The accuracy in reconstructing shape from haptic information may be partially ascribed to the geometric constraints provided by a closed shape. We tested the extent to which subjects relied on this redundant input when integrating shape information by removing the fourth line segment from haptically sensed shapes in Experiment III.
Experiment III: serial effects in haptic sensation
In Experiment III subjects traced the contours of an open 3-sided polygon and reproduced its shape using the manipulandum. As illustrated in Fig. 2, the orientation of lines 1 and 3 varied, but not their length. In contrast, the orientation of the second segment remained constant but its length varied. Right-handed subjects always traced the figure from left to right, and left-handed subjects traced it from right to left. Thus this experiment was designed to determine the extent to which serial order of the motion influenced the haptic perception of the length and orientation of each of the lines.

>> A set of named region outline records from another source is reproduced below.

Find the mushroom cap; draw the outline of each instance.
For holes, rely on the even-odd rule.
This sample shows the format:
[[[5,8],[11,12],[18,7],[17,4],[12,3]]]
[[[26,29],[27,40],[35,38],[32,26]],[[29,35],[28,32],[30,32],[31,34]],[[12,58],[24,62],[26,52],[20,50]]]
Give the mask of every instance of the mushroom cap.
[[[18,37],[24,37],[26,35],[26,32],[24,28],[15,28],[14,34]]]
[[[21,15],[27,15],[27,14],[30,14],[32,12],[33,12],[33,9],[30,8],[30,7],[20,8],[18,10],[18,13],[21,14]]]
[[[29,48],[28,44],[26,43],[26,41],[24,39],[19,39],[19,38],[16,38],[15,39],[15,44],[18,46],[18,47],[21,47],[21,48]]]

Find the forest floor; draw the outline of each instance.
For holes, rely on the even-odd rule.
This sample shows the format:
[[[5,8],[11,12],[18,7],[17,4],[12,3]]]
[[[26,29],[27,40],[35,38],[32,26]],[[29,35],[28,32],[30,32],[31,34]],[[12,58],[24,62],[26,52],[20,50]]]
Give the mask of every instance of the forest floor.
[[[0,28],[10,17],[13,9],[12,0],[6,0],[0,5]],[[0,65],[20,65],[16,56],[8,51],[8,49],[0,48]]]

Serial ordering did affect the errors in the lengths of the reproduced lines (Fig. 11). The length of the first line tended to be reproduced accurately, whereas the lengths of the second and third segments tended to be overestimated. These errors depended on the length of the second segment. For the second segment, the error was inversely related to the length of line 2; subjects overestimated the 10-cm line more than they did the 16-cm one [F(2,1,861) = 73.69, P < 0.001], analogous to results obtained in the first 2 experiments (Fig. 6). The length of the second segment also influenced the perceived length of the third (although its actual length never varied); subjects overestimated the length of line 3 more when line 2 was longer [F(2,1,861) = 5.80, P < 0.01].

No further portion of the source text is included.